Closed randallwhitman closed 7 years ago

randallwhitman commented 8 years ago
$ hive  --hiveconf hive.root.logger=WARN,console
-- ...
hive> select rowid, st_astext(shape) from randall.test15gj2 limit 4;
OK
Failed with exception java.io.IOException:java.lang.NullPointerException
16/03/09 17:24:48 [main]: ERROR CliDriver: Failed with exception java.io.IOException:java.lang.NullPointerException
java.io.IOException: java.lang.NullPointerException
        at org.apache.hadoop.hive.ql.exec.FetchOperator.getNextRow(FetchOperator.java:663)
        at org.apache.hadoop.hive.ql.exec.FetchOperator.pushRow(FetchOperator.java:561)
-- ...
Caused by: java.lang.NullPointerException
        at org.apache.hadoop.mapred.TextInputFormat.isSplitable(TextInputFormat.java:49)
        at org.apache.hadoop.mapred.FileInputFormat.getSplits(FileInputFormat.java:343)
        at com.esri.json.hadoop.UnenclosedGeoJsonInputFormat.getSplits(UnenclosedGeoJsonInputFormat.java:40)
        at org.apache.hadoop.hive.ql.exec.FetchOperator.getRecordReader(FetchOperator.java:442)
        at org.apache.hadoop.hive.ql.exec.FetchOperator.getNextRow(FetchOperator.java:588)
        ... 15 more

Not seen on hive-.13 version. Note: Hive (both .13 & .14) is using the MRv1 API of the InputFormat. Should also mention that GeoJsonInputFormat had passed integration testing with a custom MapReduce application - that exercised MRv2 rather than MRv1.

randallwhitman commented 8 years ago

I have a patch in development - need to prepare commit.

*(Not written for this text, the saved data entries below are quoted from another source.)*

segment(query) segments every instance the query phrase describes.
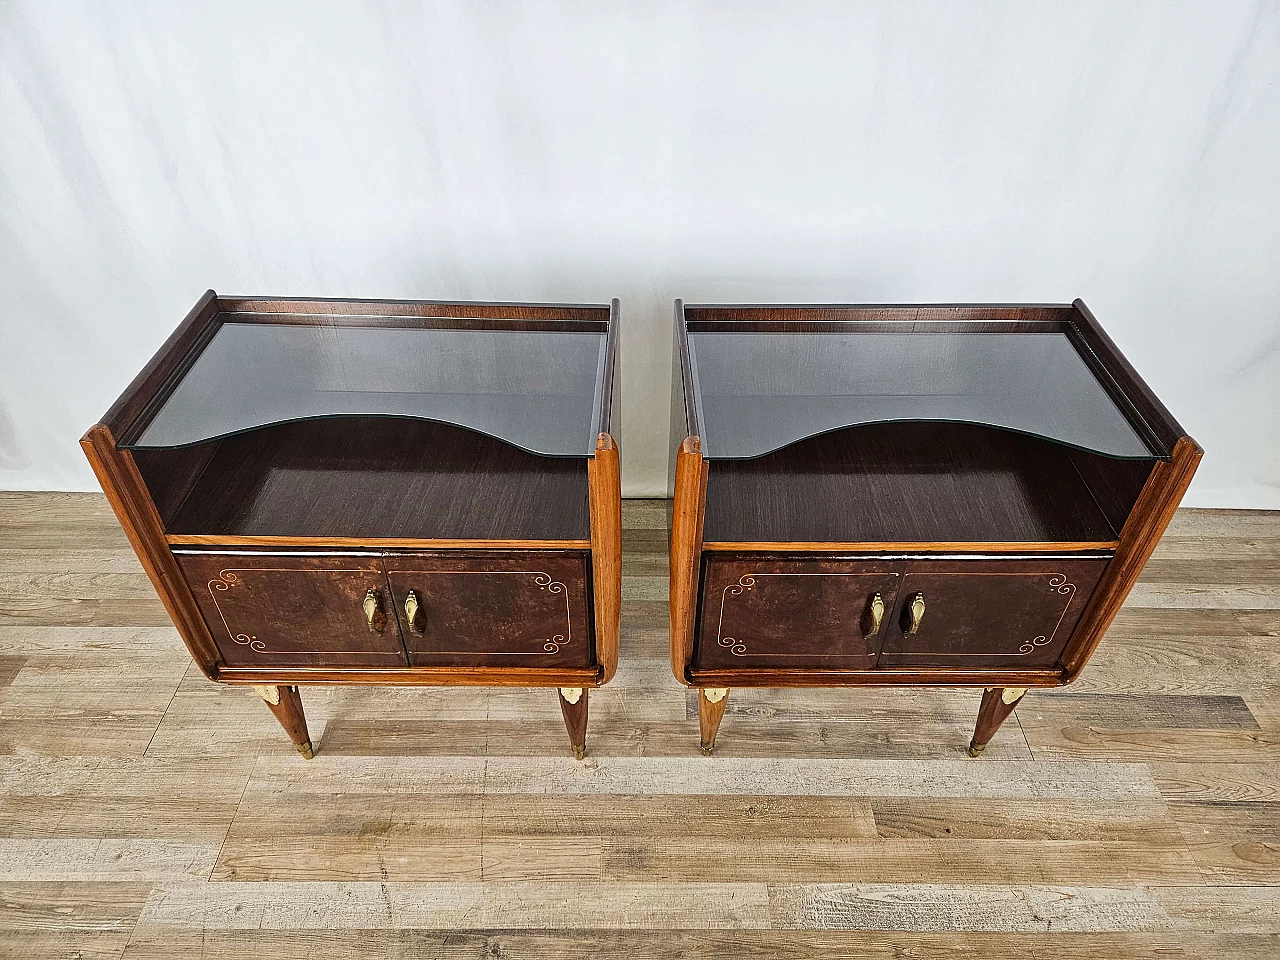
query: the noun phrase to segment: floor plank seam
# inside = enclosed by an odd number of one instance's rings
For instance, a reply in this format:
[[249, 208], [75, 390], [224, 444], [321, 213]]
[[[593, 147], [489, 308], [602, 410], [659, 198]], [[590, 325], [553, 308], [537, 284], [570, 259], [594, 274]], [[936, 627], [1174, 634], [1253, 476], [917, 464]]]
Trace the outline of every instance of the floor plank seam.
[[1018, 733], [1022, 734], [1022, 742], [1027, 745], [1027, 756], [1032, 761], [1038, 760], [1039, 757], [1036, 756], [1035, 748], [1031, 746], [1031, 738], [1027, 736], [1027, 728], [1022, 725], [1022, 718], [1018, 716], [1017, 710], [1013, 711], [1013, 721], [1018, 725]]
[[178, 699], [178, 691], [182, 689], [183, 681], [187, 679], [187, 674], [190, 673], [191, 669], [192, 667], [188, 665], [178, 677], [178, 682], [174, 684], [173, 693], [169, 695], [169, 702], [165, 704], [164, 709], [160, 711], [160, 717], [156, 720], [155, 729], [151, 731], [151, 736], [148, 738], [147, 745], [142, 751], [142, 756], [147, 756], [148, 752], [151, 750], [151, 745], [156, 742], [156, 734], [160, 732], [161, 725], [169, 716], [169, 711], [173, 708], [173, 702]]

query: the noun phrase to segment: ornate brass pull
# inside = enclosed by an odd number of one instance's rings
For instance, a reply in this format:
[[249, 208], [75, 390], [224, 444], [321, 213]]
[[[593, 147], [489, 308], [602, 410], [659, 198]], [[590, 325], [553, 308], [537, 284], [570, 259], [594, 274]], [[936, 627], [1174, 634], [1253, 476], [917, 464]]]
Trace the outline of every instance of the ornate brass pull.
[[421, 633], [418, 629], [418, 595], [412, 590], [404, 598], [404, 617], [409, 624], [410, 633]]
[[924, 619], [924, 594], [917, 593], [911, 600], [911, 605], [907, 607], [907, 612], [911, 616], [911, 624], [907, 627], [907, 636], [915, 633], [920, 629], [920, 621]]
[[871, 614], [871, 629], [864, 635], [870, 639], [880, 632], [880, 622], [884, 620], [884, 597], [875, 594], [871, 598], [871, 606], [867, 608]]
[[364, 595], [364, 618], [369, 622], [370, 633], [382, 632], [382, 618], [378, 616], [382, 612], [382, 604], [378, 602], [378, 591], [372, 587], [369, 592]]

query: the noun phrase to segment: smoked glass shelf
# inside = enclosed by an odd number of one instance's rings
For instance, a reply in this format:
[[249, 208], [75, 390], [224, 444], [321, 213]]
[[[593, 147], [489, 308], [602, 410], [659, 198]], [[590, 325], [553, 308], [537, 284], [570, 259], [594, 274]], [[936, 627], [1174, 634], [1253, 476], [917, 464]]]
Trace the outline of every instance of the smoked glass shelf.
[[[434, 420], [530, 453], [586, 457], [600, 432], [605, 325], [537, 329], [227, 318], [128, 449], [329, 417]], [[530, 325], [532, 326], [532, 325]]]
[[[712, 325], [709, 325], [712, 326]], [[1063, 332], [689, 330], [713, 460], [759, 457], [864, 424], [998, 427], [1125, 459], [1167, 458]]]

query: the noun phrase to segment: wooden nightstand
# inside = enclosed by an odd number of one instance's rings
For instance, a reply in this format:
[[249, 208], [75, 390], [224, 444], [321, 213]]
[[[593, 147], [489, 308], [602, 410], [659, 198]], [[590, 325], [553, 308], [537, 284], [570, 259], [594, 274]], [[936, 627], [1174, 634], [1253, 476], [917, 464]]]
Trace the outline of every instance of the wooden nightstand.
[[671, 667], [986, 688], [977, 756], [1088, 662], [1202, 451], [1085, 305], [685, 306]]
[[618, 662], [611, 306], [209, 291], [81, 441], [200, 669], [306, 757], [297, 687], [557, 687]]

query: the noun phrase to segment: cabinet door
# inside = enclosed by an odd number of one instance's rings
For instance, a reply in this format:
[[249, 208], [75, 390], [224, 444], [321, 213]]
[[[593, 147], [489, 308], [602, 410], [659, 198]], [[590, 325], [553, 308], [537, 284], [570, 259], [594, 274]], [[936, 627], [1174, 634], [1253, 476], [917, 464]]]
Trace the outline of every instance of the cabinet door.
[[900, 579], [894, 564], [875, 560], [741, 555], [707, 557], [703, 577], [700, 670], [870, 669]]
[[376, 557], [194, 553], [177, 559], [227, 666], [406, 663]]
[[388, 555], [410, 664], [591, 666], [587, 558], [532, 550]]
[[1106, 558], [910, 561], [879, 665], [1050, 667], [1106, 565]]

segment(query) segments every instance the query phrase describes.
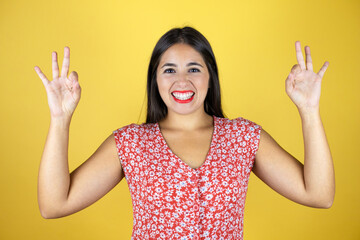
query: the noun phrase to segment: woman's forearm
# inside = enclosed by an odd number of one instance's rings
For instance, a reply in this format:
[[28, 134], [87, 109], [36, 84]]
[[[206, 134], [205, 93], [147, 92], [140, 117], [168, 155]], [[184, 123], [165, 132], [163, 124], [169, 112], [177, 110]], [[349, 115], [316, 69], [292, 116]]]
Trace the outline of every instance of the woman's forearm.
[[335, 196], [335, 174], [320, 112], [300, 111], [304, 137], [306, 192], [315, 203], [330, 207]]
[[70, 119], [52, 119], [41, 157], [38, 176], [38, 203], [42, 216], [51, 218], [67, 200]]

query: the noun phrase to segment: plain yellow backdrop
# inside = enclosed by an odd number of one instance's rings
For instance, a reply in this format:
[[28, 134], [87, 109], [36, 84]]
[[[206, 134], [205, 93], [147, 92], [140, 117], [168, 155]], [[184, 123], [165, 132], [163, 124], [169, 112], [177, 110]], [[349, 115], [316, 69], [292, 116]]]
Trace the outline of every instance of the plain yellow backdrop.
[[37, 174], [49, 127], [45, 89], [51, 51], [71, 51], [82, 97], [70, 129], [75, 169], [115, 129], [145, 119], [146, 73], [157, 40], [192, 26], [217, 58], [229, 118], [262, 125], [303, 161], [301, 122], [285, 93], [296, 64], [295, 41], [309, 45], [322, 85], [321, 115], [336, 173], [330, 209], [282, 197], [254, 174], [244, 237], [360, 239], [360, 1], [0, 1], [0, 239], [130, 239], [126, 180], [89, 208], [46, 220], [37, 205]]

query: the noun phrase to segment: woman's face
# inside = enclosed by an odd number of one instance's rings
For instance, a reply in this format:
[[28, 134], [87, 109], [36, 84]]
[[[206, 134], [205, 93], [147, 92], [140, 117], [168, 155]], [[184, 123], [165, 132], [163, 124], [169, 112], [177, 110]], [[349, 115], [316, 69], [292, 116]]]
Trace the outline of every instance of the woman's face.
[[187, 44], [174, 44], [160, 59], [157, 85], [168, 112], [204, 111], [209, 71], [201, 54]]

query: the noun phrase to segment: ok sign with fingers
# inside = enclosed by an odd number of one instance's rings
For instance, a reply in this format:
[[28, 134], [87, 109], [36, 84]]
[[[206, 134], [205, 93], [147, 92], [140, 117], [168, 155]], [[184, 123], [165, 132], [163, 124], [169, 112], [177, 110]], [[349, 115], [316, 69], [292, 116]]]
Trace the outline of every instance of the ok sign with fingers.
[[305, 47], [306, 64], [300, 42], [295, 43], [298, 64], [286, 79], [286, 93], [297, 106], [304, 139], [303, 163], [284, 150], [264, 129], [252, 171], [284, 197], [317, 208], [332, 206], [335, 174], [329, 144], [319, 112], [321, 81], [329, 66], [325, 62], [313, 72], [310, 48]]
[[73, 71], [68, 77], [69, 65], [70, 49], [65, 47], [60, 76], [56, 52], [52, 53], [52, 81], [49, 81], [40, 68], [35, 66], [35, 71], [45, 86], [52, 118], [71, 118], [80, 100], [81, 88], [78, 75]]
[[318, 111], [321, 80], [329, 66], [325, 62], [318, 73], [313, 71], [313, 65], [310, 55], [310, 47], [305, 46], [306, 64], [301, 52], [300, 42], [295, 42], [296, 58], [298, 64], [291, 69], [286, 79], [286, 93], [295, 103], [300, 112]]

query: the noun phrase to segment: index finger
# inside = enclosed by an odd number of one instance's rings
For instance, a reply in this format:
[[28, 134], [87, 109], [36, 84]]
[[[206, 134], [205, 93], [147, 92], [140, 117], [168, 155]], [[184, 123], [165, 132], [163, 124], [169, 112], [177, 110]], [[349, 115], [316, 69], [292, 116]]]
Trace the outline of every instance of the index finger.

randallwhitman commented 8 years ago

Hive-.13: TextInputFormat => OK, FileInputFormat => OK. Hive-.14: TextInputFormat => NPE, FileInputFormat => OK.

Not sure whether to characterize this as a bug in UnenclosedGeoJsonInputFormat, or/versus, a bug in Hive-.14; fortunately the anonymous class extending FileInputFormat<K,V> works in both.